An angle is a plane figure formed by two rays that have the same starting point. This common point is called the vertex of the angle and the rays are the sides of the angle.

There are different ways to denote an angle and all involve the symbol $\angle$ in front of the name. One way is to name an angle by its vertex alone. Alternatively, it can be named by using all three points that make up the angle. In this case, the vertex is always in the middle of the name. Additionally, angles within a diagram can be denoted with numbers or lowercase Greek letters.

Using the Vertex	Using the Vertex and One Point on Each Ray	Using a Number	Using Greek Letters
$\angle B$	$\angle ABC$ or $\angle CBA$	$\angle 1$	$\angle \alpha$ or $\angle \beta$ or $\angle \theta$

The measure of an angle, denoted by $m\angle ,$ is the number of degrees between the rays. It is found by applying the Protractor Postulate. When two angles have the same measure, they are said to be congruent.

Interior and Exterior of an Angle

An angle divides the plane into two parts.

• The region between the sides, or interior of the angle
• The region outside the sides, or exterior of the angle

These regions can be examined in the following graph.

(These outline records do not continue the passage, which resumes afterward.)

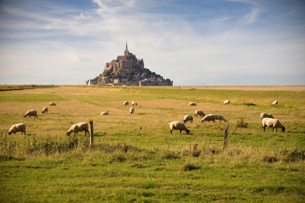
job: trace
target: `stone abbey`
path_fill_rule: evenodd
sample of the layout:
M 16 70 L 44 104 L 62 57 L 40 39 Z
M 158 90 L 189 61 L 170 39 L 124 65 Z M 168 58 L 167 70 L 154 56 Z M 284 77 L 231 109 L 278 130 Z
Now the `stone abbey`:
M 173 81 L 170 79 L 164 79 L 145 68 L 143 59 L 138 59 L 129 52 L 127 41 L 124 55 L 118 56 L 116 59 L 106 63 L 103 73 L 93 79 L 98 85 L 173 86 Z M 86 81 L 86 84 L 90 84 Z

Notice that the interior of the angle is the region for which the angle measure is less than $180^{\circ }.$

An acute angle is an angle whose measure is greater than $0^{\circ }$ but less than $90^{\circ }.$ When using radians as the unit of measure, an angle is acute when its measure is greater than $0$ but less than $\frac{\pi }{2},$ or about $1.57,$ radians.

A right angle is an angle whose measure is exactly $90^{\circ }.$ In diagrams, right angles are denoted with a square angle marker. When using radians as the unit of measure, an angle is a right angle when its measure is exactly $\frac{\pi }{2},$ or about $1.57,$ radians.

An obtuse angle is an angle whose measure is greater than $90^{\circ }$ but less than $180^{\circ }.$ When using radians as the unit of measure, an angle is obtuse when its measure is greater than $\frac{\pi }{2},$ or about $1.57,$ but less than $\pi ,$ or about $3.14,$ radians.

A straight angle is an angle whose measure is exactly $180^{\circ }.$ When using radians as the unit of measure, an angle is a straight angle when its measure is equal to $\pi ,$ or about $3.14,$ radians.

A reflexive angle is an angle whose measure is greater than $180^{\circ }$ but less than $360^{\circ }.$ An alternative name for this type of angle is reflex angle. When using radians as the unit of measure, an angle is a reflexive angle when its measure is greater than $\pi ,$ or about $3.14,$ but less than $2\pi ,$ or about $6.28,$ radians.

A complete angle is an angle whose measure is exactly $360^{\circ }.$ Alternative names for this type of angle are full angle, round angle, and perigon. When using radians as the unit of measure, an angle is a complete angle when its measure is equal to $2\pi ,$ or about $6.28,$ radians.